21. The method of claim 4, wherein said at least one PUFA is administered in a dosage of between 0.1 g and 10 g, calculated on the basis of the PUFA as a free fatty acid.

22. The method of claim 4, wherein said composition is administered in a single daily dosage.

23. The method of claim 6 for treating hyperopia (long-sightedness), myopia (short-sightedness) or presbyopia, preferably hyperopia, in a human subject.

24. The method of claim 6 wherein the at least one PUFA or derivative thereof is an omega 3 PUFA, preferably selected from alpha-linolenic acid (ALA), stearidonic acid, eicosatetraenoic acid, eicosapentaenoic acid (EPA), docosapentaenoic acid (DPA), docosahexaenoic acid (DHA) and nisinic acid, particularly preferably selected from EPA or DHA, and wherein said derivative thereof is selected from a salt, an ester, a glyceride or a phospholipid.

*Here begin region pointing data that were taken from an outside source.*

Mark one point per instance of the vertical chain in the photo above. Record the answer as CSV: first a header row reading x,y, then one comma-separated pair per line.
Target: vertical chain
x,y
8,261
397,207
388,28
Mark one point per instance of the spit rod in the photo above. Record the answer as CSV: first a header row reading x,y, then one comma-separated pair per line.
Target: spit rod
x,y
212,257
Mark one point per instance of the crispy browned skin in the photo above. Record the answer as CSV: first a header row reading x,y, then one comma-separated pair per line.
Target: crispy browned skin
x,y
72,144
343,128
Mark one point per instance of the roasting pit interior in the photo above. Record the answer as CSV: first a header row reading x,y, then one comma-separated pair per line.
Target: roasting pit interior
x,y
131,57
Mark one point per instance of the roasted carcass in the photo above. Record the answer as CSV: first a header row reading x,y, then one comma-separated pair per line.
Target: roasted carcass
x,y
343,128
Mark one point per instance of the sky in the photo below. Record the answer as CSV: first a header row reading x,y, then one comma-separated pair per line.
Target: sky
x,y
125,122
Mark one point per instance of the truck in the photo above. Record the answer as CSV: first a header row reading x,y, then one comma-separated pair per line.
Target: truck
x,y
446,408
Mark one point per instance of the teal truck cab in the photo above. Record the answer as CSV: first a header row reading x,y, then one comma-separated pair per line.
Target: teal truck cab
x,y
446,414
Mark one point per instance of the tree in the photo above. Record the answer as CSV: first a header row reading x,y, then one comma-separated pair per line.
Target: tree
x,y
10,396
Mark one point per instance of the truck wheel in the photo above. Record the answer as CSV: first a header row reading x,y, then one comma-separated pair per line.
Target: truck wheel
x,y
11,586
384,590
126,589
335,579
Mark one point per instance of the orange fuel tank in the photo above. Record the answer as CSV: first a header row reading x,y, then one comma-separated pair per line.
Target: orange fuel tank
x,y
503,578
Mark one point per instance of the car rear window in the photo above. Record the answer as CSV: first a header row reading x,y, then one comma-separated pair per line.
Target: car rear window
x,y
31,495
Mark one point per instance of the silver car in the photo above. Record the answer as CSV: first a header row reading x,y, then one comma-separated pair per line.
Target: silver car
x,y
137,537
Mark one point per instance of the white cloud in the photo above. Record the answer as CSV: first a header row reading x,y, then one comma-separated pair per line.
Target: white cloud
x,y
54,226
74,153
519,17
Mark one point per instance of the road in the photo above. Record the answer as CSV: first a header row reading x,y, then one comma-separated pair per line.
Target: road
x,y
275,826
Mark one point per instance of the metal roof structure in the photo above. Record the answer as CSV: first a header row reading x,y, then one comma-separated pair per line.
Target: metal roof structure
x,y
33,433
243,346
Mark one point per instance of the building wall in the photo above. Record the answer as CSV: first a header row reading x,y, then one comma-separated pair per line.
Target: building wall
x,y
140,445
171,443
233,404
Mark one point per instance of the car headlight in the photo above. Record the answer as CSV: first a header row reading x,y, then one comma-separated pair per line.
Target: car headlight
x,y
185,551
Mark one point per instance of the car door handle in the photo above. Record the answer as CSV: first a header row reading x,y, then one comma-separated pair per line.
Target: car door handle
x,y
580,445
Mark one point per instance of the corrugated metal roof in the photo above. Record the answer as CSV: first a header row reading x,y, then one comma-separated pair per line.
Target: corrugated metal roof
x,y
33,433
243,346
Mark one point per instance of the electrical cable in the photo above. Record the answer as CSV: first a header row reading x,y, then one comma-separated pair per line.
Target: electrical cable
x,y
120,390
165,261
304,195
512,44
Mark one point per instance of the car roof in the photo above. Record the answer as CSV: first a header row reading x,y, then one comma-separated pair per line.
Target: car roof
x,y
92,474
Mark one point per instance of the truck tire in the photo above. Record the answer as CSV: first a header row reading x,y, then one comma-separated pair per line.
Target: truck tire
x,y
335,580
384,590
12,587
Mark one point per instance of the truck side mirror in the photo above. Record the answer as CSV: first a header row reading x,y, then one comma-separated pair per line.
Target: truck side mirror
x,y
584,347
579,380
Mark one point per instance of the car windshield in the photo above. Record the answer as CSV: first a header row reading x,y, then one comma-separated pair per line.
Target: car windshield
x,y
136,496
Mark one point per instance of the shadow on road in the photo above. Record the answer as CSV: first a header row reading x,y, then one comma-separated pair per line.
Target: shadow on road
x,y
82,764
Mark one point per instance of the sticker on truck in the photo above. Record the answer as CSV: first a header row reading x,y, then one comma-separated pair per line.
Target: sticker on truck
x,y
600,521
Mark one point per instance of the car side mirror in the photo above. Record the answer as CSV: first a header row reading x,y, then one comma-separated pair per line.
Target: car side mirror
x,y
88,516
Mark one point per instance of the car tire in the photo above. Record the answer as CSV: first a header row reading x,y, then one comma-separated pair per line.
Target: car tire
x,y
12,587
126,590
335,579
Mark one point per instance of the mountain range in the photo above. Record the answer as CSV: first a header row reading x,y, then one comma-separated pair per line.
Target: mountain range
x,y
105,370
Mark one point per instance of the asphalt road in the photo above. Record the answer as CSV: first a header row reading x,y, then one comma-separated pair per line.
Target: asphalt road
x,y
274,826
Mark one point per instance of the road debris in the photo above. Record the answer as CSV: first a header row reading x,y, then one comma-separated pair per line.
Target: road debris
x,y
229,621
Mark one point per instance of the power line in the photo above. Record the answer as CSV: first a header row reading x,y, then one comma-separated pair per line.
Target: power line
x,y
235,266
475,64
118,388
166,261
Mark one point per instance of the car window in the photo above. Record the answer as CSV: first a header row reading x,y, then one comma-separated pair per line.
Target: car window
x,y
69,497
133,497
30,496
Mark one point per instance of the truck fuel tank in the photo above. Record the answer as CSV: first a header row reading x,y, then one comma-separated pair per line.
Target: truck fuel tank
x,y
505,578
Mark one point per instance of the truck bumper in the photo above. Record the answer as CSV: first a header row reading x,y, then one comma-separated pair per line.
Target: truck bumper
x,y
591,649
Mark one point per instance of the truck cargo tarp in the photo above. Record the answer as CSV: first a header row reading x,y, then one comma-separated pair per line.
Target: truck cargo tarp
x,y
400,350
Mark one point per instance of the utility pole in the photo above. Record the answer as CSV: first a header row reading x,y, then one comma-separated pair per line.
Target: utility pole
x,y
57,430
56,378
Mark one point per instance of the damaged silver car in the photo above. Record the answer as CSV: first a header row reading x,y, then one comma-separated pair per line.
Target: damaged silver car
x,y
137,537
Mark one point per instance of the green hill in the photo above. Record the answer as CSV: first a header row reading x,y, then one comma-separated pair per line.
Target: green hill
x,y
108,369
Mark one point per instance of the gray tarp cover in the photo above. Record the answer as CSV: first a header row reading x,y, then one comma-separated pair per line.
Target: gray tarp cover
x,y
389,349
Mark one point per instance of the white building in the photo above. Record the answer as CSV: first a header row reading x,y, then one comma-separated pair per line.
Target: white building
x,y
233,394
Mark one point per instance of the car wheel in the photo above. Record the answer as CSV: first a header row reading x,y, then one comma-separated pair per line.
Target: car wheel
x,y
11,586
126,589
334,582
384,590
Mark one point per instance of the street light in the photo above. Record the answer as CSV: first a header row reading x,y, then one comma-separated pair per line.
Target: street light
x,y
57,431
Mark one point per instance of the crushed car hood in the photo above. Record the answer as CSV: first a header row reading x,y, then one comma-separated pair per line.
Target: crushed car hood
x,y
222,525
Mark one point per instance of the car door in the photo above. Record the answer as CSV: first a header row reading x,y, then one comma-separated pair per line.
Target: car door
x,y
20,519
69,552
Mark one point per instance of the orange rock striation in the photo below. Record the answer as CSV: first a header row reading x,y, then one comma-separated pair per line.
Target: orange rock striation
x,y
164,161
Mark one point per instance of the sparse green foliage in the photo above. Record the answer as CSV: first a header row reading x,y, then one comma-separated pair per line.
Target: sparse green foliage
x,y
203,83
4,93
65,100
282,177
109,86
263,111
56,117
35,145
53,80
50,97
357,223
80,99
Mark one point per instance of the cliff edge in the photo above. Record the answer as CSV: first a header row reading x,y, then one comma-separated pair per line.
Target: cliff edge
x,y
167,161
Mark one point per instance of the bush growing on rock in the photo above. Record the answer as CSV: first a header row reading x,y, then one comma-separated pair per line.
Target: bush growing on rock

25. The method of claim 6, said composition further comprising at least one other vision-enhancing agent.

26. The method of claim 6, wherein said at least one PUFA is administered in a dosage of between 0.1 g and 10 g, calculated on the basis of the PUFA as a free fatty acid.

27. The method of claim 6, wherein said composition is administered in a single daily dosage.